Those who are concerned about and monitoring the situation with rancher Clive Bundy and the dispute with the BLM in Nevada should also become familiar with the plight of the Wayne Hage family from central Nevada.
After 23+ years of battle with the BLM and Forest Service, the court sided with the Hage family and awarded them around $14 million in compensation and interest last year. Rather than reach a settlement, the federal government has appealed.
http://blog.heritage.org/2013/06/11/court-rebuffs-government-overreach-in-nevada/
Government's Shocking Interference in Rancher's Life
The 104-page opinion by U.S. District Court Judge Robert C. Jones on May 23 in Nevada tells a sordid and infuriating tale of a two-decades-long conspiracy among federal employees of the Bureau of Land Management (BLM) of the Department of the Interior to deny the grazing rights of a Nevada ranching family, interfere with their water rights, and destroy their cattle business by scaring away their customers.
The case has long, complicated procedural history, but in essence, the federal government in 1991 refused to renew a grazing permit that the Hage ranch had held on federal lands for a very long time. The government also interfered with the Hage family’s water rights, which pre-dated the implementation of the grazing permit system in 1934, by restricting their access to various streams and wells. The BLM seized the Hages’ cattle and filed a civil trespass action against Hage, at one point even building fences around waterways to keep thirsty cattle from getting water, a scene right out of a 1930s Western movie.
Judge Jones did not mince words: “[T]he Government’s actions over the past two decades shocks the conscience of the Court.” The judge concluded that the government denied the renewal of the Hages’ grazing permit for a “nonsensical” reason that was “arbitrary” and “vindictive.” The employees of the BLM “entered into a literal, intentional conspiracy to deprive the Hages not only of their permits but also of their vested water rights.” Some of the Hages’ “vested stock watering rights” on local streams and wells dated back as far as 1866 and 1874; most of them had been established by late 1800s and early 1900s.
The court did award the government $165.88 for the grazing of the Hages’ cattle on federal land after the permit was denied, quite a recovery for the Interior Department in a 20-year dispute (there is no telling how many millions the government spent pursuing this case).

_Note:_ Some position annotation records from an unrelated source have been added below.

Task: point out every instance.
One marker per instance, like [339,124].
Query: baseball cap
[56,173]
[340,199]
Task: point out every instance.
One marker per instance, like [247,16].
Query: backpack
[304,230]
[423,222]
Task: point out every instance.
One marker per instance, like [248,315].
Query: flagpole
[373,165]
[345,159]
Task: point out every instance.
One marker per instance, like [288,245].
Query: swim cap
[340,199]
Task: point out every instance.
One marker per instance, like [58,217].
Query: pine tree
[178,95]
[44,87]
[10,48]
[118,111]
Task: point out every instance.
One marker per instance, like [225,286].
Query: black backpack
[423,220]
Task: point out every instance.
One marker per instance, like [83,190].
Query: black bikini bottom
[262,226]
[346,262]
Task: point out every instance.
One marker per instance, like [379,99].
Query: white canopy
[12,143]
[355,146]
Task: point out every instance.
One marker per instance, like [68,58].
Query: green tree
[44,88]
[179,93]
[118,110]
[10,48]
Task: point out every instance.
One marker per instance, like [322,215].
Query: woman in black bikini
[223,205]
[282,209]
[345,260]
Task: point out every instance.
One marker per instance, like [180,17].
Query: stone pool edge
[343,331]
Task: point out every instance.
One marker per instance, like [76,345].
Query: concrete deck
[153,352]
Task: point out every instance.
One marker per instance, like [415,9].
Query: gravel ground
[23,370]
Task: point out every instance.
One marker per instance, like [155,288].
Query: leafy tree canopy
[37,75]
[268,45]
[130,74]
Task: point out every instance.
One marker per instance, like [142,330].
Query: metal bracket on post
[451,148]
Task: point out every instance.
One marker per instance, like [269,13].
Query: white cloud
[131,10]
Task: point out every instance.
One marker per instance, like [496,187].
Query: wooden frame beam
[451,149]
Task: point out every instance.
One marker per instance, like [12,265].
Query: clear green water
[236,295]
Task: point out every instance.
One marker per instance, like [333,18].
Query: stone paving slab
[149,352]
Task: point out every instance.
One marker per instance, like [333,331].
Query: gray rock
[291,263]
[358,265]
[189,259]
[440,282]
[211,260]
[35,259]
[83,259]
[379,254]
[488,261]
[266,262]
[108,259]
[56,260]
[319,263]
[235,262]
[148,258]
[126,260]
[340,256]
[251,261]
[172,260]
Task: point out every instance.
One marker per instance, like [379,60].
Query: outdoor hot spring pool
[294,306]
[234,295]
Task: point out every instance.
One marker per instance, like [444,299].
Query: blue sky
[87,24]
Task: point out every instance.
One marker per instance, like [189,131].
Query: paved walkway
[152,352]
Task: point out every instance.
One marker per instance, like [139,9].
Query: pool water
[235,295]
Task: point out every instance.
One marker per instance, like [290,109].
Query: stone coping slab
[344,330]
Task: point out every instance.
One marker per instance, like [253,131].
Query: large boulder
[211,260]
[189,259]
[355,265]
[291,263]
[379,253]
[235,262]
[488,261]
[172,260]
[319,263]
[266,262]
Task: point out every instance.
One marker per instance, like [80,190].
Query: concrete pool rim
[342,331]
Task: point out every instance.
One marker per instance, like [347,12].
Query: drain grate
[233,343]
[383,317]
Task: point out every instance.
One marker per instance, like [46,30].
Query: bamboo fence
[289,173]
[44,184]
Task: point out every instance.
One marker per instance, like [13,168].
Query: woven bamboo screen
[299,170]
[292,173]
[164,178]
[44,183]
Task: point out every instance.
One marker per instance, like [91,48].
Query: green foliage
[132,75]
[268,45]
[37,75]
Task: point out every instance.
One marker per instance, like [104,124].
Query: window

But the court held that the government had abused its discretion “through a series of actions designed to strip the Estate of its grazing permits, and ultimately to strip Defendants of their ability to use their water rights, for reasons unrelated to the appropriate use of the range or ensuring that historical grazing use is respected.”
Judge Jones issued an injunction against the federal government interfering with the Hage family’s water rights and ordered it to grant a grazing permit in accordance with the “historical usages and preferences” in that area of Nevada. The judge said he was restricting the government’s “normal discretion” in “this extreme case because of the conspiracy…and the obvious continuing animus against Hage by” government officials. Two government employees were held in contempt by the judge for sending trespass notices to people who leased or sold cattle to the Hages in order to “pressure other parties not to do business with the Hages, and even to discourage or punish testimony in the” case. The judge referred them to the U.S. Attorney’s Office for “potential prosecution for obstruction of justice.” That is quite an indictment of the Interior Department and its employees.
Sadly, Wayne Hage, the patriarch of the Hage family, did not live to see his eventual triumph over the Interior Department. His son, as the executor of the estate, carried on the long and expensive fight against the federal behemoth. But the Hage family fight shows just how dangerous the power of the federal government can be in the hands of bureaucrats who don’t respect the ranchers, miners, and farmers who settled the frontier and who still live and produce there today.